Echó un último vistazo antes de cerrar el taller y se sintió contrariado. El tocón que había tenido que descartar parecía retarlo desde la penumbra. Había trabajado ya la forma de las alas pero la veta que apareció en el centro del rostro le impedía continuar. No lograba hundir la gubia en aquella franja seca y un embate mal calculado habría terminado por agrietar la pieza entera. Creyó que era mejor dejar las cosas como estaban, echó el cerrojo con un ademán brusco y se marchó.
Sin apenas alzar la vista, fue abriéndose paso en la negrura hasta llegar a casa. Aún no vivían juntos, así que no lo esperaba nadie al otro lado. Un enjambre de voces empezó a sobrevolar su cabeza. Llegaba puntual, como cada jornada. Y, con él, todo lo demás. Después de lo que ella le había contado, los días se sucedían sin alteración aparente: ni una caricia de menos, ni un labrado de más. Lo peor, en realidad, eran las noches. La oscuridad lo vencía y, perdidas las riendas de la cordura, los miedos se desparramaban hasta cubrirlo todo. Cada madrugada, aquel zumbido sombrío se enquistaba un poco más, dejándolo tirado a medio camino entre la zozobra y la resignación. «Hoy no me quedo aquí –pensó–, no otra noche más». Y se precipitó de vuelta al trabajo con la esperanza de doblegar su tristeza a golpe de cincel.

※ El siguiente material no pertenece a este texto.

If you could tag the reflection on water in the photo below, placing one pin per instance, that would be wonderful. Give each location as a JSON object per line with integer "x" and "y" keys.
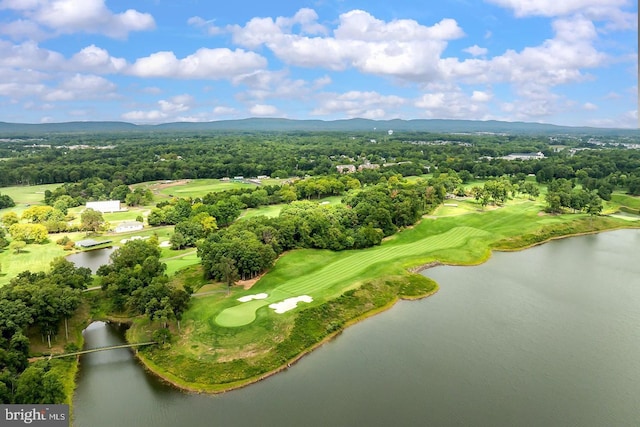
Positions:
{"x": 548, "y": 336}
{"x": 92, "y": 259}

De camino, fue rumiando la conversación –no más de cuatro frases– que había cambiado el aire de sus rostros. Seguían encontrándose el uno en el otro pero ahora se miraban con un gesto inédito, como oriundo de un tercero misterioso. Muchos pensaban que aquel suceso intempestivo les habría separado sin remedio, abriendo entre ellos la sima de una traición imperdonable. No sería así. Ni él ni ella se sentían lejos, aunque esa nueva presencia hubiera hecho temblar la tierra bajo sus pies.
Nada más llegar, despejó la mesa y tomó el leño con brío. Desechó enseguida la idea de seguir avanzando a través de la veta y se lanzó a perfilar los pliegues de la túnica. A cada aullido de su soledad respondía con un empellón firme en la madera. Y en una mezcla de frenesí y agotamiento, cayó rendido al sueño. Entonces ocurrió. En la entraña misma de su noche. El tronco se inclinó sobre él y lo cubrió con su sombra. Cuando despertó, la veta seguía ahí, pero habían mudado su dureza y su color. Desperezó la espalda, se frotó los ojos y retiró algunas virutas enredadas en su barba. Tardó un poco en darse cuenta, pero notó el rumor. Dejando caer los párpados, creyó percibir un eco reciente de palabras antiguas: «No temas, José, hijo de David…».
Unos instantes después, se alzó y dejó el taller, llevando entre sus brazos la figura a medio esculpir. La colocó delicadamente en la hornacina que llevaba años vacía sobre el dintel de su puerta, encendió un candil y salió a su encuentro. Ella reconoció enseguida la imagen y su veta. Lo buscó sonriendo con la mirada. Y cruzaron juntos el umbral.